日曜日に県立博物館で開催された講演会とウォーキングに参加しました。
今回のテーマは、同館で特別展示されている「山梨岡神社」に伝わる「夔の神」というご神体についてです。
岡神社は前から訪ねたいと思っていた場所の一つです。
私も初めて聞いた言葉ですが、夔は「き」と発音し、中国の古書に登場する獣だそうです。一本足で体は牛に似ているというのですが、どうも想像しずらい獣です。
この夔に似た木製の彫り物が御神体の一つとして堂神社の神殿に祭られておったものを、江戸時代に甲州の風物を調査に来た荻生徂徠が夔を象った御神体であるとして幕府に報告、これが江戸の上流社会で信仰に結びつき庶民にも広がったとのことでありました。
少なくとも200年以上信仰の対象となっていた「夔の神」様です。
御神体そのものは、7年に一度、春に御開帳されますが、通常はお札(ふだ)に刷られてこの地域の各家庭の神棚へ祭られているようです。
(写真はお札 お札の下半分には 夔の神 の絵)
今回は特別に県立博物館に展示されています。
ちょっと怖い感じもするのですが、悪さを見逃さず信仰する民を守ってくれる強い神様とも感じます。
日本で唯一の 夔の神への信仰が、末長く続いていくことを願います。
夔の神が祭られている「山梨岡神社」は、延喜式にある式内社で県内有数の古い神社です。

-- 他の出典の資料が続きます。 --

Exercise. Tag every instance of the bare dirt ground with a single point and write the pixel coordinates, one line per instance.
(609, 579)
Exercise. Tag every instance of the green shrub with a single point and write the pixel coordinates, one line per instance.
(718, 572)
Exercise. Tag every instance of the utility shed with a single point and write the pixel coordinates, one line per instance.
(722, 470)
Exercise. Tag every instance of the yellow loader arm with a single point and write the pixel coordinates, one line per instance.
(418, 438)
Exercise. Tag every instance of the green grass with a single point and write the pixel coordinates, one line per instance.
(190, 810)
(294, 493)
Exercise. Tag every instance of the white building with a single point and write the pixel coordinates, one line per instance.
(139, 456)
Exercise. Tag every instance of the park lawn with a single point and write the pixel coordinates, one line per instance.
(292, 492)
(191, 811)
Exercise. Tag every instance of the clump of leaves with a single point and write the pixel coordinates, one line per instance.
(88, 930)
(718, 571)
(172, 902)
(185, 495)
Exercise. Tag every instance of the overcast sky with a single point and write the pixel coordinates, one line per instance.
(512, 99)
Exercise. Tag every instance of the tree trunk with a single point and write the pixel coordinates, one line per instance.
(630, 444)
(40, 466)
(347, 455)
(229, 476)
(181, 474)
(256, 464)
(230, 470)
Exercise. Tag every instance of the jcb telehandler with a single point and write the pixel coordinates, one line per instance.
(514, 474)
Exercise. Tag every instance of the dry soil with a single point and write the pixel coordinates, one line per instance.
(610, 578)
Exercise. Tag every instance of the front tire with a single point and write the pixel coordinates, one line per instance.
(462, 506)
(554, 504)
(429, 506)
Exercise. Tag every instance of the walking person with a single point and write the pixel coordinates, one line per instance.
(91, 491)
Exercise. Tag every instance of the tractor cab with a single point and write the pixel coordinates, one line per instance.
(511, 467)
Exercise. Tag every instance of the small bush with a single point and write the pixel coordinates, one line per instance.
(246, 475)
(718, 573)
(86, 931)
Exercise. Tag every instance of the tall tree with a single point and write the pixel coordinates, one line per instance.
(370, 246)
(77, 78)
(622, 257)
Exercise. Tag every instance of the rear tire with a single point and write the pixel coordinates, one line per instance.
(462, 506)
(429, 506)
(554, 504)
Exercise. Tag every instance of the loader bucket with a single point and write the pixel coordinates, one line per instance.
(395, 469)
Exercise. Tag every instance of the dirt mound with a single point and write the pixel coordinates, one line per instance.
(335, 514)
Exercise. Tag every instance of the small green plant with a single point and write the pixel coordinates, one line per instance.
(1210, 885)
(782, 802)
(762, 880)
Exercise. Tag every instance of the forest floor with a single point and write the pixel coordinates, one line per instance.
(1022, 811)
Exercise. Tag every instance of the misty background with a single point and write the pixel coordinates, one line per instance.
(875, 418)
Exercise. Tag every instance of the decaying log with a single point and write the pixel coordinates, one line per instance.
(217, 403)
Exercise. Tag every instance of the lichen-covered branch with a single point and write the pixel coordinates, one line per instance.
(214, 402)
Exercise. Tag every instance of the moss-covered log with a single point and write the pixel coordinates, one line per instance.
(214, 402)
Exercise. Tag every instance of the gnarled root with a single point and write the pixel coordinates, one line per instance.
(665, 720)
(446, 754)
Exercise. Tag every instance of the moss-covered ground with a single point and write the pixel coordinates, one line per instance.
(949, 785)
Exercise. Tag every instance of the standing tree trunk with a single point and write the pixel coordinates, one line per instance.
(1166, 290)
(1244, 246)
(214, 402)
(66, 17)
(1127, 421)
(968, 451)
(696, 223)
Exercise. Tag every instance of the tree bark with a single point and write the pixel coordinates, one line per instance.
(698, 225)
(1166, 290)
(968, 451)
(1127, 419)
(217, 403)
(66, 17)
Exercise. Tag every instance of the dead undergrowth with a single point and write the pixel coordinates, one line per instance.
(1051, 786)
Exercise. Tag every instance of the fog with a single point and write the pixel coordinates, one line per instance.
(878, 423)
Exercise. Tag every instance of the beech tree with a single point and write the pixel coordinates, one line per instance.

春日居町、今の笛吹市にあり、背後に聳える「御室山」は神体山(じんたいさん)といい、この神社の祭神は山の神であるオオヤマズミノミコトというのだそうです。
山梨県の名の初めである「岡神社の山梨の木」はこの神社に由来するとのことであります。
因みに、ウォーキングの参加者から、「岡神社の岡」はどこにあるのか、という質問が出ていましたが、岡=山ということで神体山である「御室山」のことを指しているようです。
また、御室山=大蔵経寺山ということも初めて知りました。見る方向の違いで別名称で呼ばれていたのでした。
この御室山、明治期以前は山焼きで有名で、若草山の山焼きより規模が大きかったとのことです。